Across the Line / Al otro lado
The Poetry of Baja California
Harry Polkinhorn & Mark Weiss, editors
382 pages perfectbound
$25.00
ISBN 1-881523-13-6
"If you can't make it across the border, Across the Line / Al otro lado is next best thing to a trip to Mexico's
Baja California. The astonishing range of fifty-three poetics voices, traditional native chants and popular corridos which are generously presented in bilingual format is rooted in a time and place that is both
timeless and in constant flux. The poems are by turns full of yearning, lyric, exultant, pungent, mournful, fast-paced as the streets of Tijuana or slow as a cactus growing beyond the dunes. Baja Californians are a population on the move, alive to change, living on the edge, and the poetry in this lovingly-translated anthology
conveys the feels of gritty towns and cities, burning deserts, lonely mountains, a huge sky still crowded with stars, the wind blowing in off the Pacific or the Sea of Cortez, the nearness of gray whales and pelicans, the uncertainties of isolation, the jittery rhythms of urban life, the United Sates forever looming on the other side
of the border.

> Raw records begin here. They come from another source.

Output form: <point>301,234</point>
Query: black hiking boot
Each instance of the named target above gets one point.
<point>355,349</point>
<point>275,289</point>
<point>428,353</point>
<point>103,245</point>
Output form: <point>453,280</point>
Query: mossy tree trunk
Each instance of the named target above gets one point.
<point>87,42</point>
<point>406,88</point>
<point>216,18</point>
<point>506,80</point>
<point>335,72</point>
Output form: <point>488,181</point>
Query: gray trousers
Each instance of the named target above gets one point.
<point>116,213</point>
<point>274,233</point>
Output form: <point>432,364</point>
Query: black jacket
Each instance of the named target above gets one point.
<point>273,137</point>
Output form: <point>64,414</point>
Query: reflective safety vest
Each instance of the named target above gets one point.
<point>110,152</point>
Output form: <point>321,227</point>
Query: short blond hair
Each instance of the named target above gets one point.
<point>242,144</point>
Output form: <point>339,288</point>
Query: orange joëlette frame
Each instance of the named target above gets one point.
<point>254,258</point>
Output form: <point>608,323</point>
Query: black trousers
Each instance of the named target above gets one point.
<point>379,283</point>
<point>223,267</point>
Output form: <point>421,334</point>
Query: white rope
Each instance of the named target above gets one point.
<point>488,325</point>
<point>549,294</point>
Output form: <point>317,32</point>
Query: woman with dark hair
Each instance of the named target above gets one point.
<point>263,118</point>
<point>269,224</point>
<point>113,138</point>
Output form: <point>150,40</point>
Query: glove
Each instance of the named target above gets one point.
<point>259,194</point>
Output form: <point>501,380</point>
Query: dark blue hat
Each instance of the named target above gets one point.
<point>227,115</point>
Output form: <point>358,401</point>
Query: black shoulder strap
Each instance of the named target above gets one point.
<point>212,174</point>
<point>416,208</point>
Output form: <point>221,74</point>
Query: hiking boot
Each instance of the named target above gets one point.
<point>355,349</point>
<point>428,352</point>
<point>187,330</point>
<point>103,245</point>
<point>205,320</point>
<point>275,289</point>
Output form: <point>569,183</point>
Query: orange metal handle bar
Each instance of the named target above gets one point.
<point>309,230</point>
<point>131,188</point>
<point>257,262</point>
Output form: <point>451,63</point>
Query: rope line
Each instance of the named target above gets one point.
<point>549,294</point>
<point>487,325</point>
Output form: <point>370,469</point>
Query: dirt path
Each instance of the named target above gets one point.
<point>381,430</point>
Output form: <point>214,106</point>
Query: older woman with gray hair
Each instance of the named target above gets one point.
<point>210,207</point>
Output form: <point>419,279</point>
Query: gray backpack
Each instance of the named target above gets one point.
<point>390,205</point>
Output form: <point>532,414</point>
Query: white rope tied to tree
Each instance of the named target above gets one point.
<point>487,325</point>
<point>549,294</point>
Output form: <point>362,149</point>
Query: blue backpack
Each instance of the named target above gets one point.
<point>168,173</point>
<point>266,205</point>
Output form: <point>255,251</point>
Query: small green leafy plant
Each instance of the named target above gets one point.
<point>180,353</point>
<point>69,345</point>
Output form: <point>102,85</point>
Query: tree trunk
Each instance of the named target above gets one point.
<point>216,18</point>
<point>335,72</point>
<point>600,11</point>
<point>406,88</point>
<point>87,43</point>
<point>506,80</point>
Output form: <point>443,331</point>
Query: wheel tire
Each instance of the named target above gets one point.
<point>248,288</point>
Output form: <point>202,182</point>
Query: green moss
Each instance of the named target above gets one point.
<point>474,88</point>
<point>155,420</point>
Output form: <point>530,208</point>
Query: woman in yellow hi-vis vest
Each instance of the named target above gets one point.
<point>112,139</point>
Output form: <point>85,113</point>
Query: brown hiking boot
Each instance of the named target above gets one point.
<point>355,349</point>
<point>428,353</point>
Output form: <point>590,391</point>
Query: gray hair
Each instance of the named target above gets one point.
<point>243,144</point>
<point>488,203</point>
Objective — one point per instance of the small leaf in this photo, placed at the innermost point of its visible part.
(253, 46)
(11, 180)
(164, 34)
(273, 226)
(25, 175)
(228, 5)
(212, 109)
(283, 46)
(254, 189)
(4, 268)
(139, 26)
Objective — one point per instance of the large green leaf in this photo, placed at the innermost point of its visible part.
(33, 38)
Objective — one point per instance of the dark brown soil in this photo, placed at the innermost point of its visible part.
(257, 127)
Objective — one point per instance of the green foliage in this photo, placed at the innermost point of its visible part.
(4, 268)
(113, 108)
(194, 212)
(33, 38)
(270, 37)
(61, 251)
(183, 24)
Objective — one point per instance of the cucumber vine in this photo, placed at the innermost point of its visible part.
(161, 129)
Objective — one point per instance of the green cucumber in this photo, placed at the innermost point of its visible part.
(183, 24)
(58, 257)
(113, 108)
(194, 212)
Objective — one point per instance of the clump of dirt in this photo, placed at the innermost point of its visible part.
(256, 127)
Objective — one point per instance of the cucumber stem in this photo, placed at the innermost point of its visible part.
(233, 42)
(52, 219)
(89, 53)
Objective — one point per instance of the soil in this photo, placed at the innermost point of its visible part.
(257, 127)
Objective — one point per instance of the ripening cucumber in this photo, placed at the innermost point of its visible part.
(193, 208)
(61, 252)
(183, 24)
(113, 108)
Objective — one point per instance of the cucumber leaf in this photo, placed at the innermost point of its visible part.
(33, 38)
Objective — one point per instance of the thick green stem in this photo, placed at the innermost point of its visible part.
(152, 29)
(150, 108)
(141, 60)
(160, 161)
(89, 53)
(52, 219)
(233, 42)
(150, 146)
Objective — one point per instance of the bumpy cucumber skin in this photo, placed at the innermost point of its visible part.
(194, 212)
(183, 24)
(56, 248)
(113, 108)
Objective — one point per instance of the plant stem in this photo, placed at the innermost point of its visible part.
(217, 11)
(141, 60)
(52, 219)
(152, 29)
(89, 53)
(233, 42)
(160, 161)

And I am happy to say that these poets value the beauty and importance of Baja California's unique and fragile ecosystems; in Baja California moonlight still matters."
- Homer Aridjis
"...a long overdue eye-opener...Across the Line / Al otro lado should be required reading in our high schools and colleges. ...the poets...are always interesting, and sometimes astounding."
- Luis Albert Urrea
"Across the Line / Al otro lado is an important addition to the growing library of Mexcian poetry available in bilingual edition. Polkinhorn and Weiss have undertaken an enormous labor of love, and to a considerable extent pull it off successfully."

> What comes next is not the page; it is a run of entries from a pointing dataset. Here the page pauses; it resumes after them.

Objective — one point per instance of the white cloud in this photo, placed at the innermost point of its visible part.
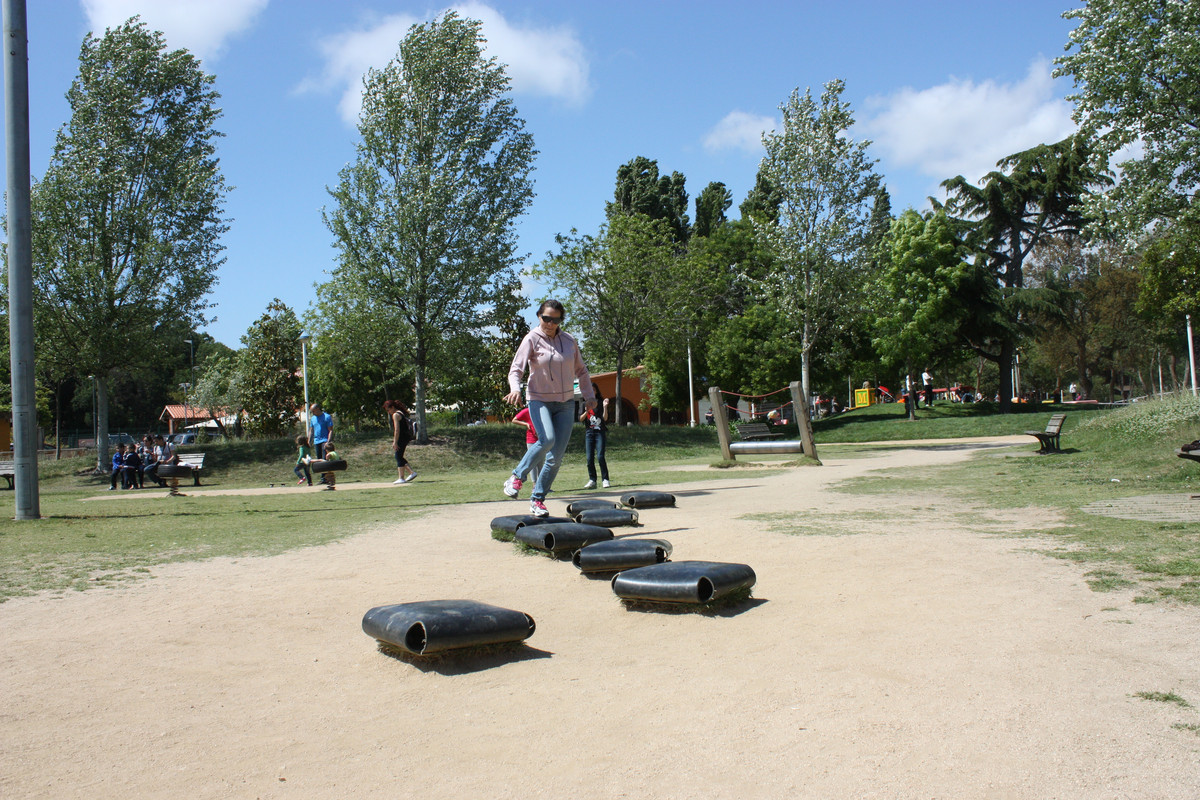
(739, 131)
(961, 127)
(547, 61)
(201, 25)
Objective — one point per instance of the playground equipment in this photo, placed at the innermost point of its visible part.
(576, 506)
(683, 582)
(647, 499)
(437, 625)
(505, 528)
(562, 536)
(622, 554)
(730, 450)
(607, 517)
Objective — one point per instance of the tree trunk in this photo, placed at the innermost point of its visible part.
(1005, 364)
(621, 371)
(910, 400)
(103, 461)
(805, 346)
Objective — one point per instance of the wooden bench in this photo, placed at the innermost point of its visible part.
(1049, 438)
(195, 462)
(756, 431)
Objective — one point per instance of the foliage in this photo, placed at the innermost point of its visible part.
(424, 217)
(270, 361)
(622, 284)
(921, 314)
(827, 182)
(127, 217)
(1150, 419)
(711, 206)
(1006, 218)
(1087, 325)
(642, 191)
(754, 353)
(1137, 71)
(361, 353)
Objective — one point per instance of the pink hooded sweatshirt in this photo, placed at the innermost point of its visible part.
(555, 364)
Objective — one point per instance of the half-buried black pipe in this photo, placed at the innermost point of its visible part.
(436, 625)
(622, 554)
(683, 582)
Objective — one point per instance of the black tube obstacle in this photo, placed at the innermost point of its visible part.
(562, 536)
(514, 523)
(683, 582)
(607, 517)
(622, 554)
(647, 499)
(576, 506)
(436, 625)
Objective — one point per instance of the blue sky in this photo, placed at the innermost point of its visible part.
(941, 88)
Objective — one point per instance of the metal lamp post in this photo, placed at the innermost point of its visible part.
(304, 371)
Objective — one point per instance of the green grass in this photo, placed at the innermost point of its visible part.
(118, 539)
(1108, 456)
(1164, 697)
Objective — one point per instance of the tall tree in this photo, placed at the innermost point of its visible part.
(641, 190)
(361, 353)
(711, 206)
(622, 284)
(424, 217)
(827, 184)
(1137, 71)
(1007, 217)
(919, 310)
(270, 388)
(127, 217)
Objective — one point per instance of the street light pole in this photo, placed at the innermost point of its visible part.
(191, 359)
(304, 368)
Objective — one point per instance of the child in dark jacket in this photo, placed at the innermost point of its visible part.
(303, 458)
(118, 467)
(130, 468)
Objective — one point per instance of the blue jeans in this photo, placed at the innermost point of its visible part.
(535, 467)
(552, 421)
(595, 443)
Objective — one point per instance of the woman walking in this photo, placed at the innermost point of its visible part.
(595, 425)
(401, 434)
(553, 360)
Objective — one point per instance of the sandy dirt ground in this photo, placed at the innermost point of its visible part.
(906, 650)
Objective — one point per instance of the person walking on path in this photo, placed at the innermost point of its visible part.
(401, 434)
(523, 419)
(555, 362)
(595, 426)
(304, 456)
(322, 425)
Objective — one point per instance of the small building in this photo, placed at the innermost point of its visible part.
(178, 417)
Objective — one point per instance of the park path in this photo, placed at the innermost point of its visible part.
(898, 647)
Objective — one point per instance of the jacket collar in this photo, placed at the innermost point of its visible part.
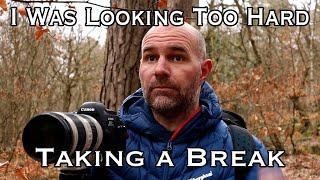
(137, 117)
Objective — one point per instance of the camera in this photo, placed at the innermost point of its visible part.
(91, 128)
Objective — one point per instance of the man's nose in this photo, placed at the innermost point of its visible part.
(162, 67)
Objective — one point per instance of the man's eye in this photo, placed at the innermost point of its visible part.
(177, 58)
(151, 58)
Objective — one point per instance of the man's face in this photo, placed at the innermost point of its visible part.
(170, 71)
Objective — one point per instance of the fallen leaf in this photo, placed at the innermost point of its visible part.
(2, 164)
(40, 32)
(3, 5)
(22, 11)
(71, 7)
(20, 174)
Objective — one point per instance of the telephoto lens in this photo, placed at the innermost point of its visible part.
(91, 128)
(62, 131)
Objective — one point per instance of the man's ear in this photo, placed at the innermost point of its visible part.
(206, 67)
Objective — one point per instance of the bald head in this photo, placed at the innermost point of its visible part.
(197, 39)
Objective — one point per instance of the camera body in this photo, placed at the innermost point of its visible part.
(91, 128)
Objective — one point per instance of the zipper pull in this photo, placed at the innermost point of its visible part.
(169, 146)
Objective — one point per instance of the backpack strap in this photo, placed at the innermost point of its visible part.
(242, 140)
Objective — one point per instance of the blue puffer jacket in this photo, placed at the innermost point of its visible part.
(205, 131)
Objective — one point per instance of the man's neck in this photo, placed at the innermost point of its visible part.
(173, 122)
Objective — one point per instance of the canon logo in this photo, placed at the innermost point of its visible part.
(87, 109)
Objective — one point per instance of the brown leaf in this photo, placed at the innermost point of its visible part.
(3, 5)
(71, 7)
(19, 172)
(162, 4)
(22, 11)
(40, 32)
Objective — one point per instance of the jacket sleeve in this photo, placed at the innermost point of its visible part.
(257, 172)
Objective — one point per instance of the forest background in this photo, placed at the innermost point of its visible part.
(269, 75)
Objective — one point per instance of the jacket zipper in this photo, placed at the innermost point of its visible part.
(174, 135)
(166, 167)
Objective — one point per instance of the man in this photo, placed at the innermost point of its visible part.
(175, 110)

- Margaret Randall, American Book Review
"With its deserts and mountains, Baja California has long been the wildest part of Mexico's sparely populated north, and it was only recently settled. Its border towns, Tijuana and Mexicali, have swollen to monstrous proportions, and, as evidenced by this remarkable new bilingual anthology, many of the region's poets explore the
degradation of their urban border culture. ('This city wounds like a fish bone stuck in our throats,' writes Jose Javier Villareal.) Yet while some poets focus on the sordid aspects of border life, others see 'the spiny haughtiness of the cacti / wrapped in their green and bitter silence' (Raul Antonio Cota) or hear 'the reptile's arid purr sweeping the skin of the desert' (Elizabeth Algravez). Describing a six-foot-tall tumbleweed that stops traffic in downtown Tijuana, Heriberto Yepez call is a 'sly intimation / of the desert's imminent return.' ...Broad-ranging and insightful, this is recommended for all poetry and Spanish-language collections."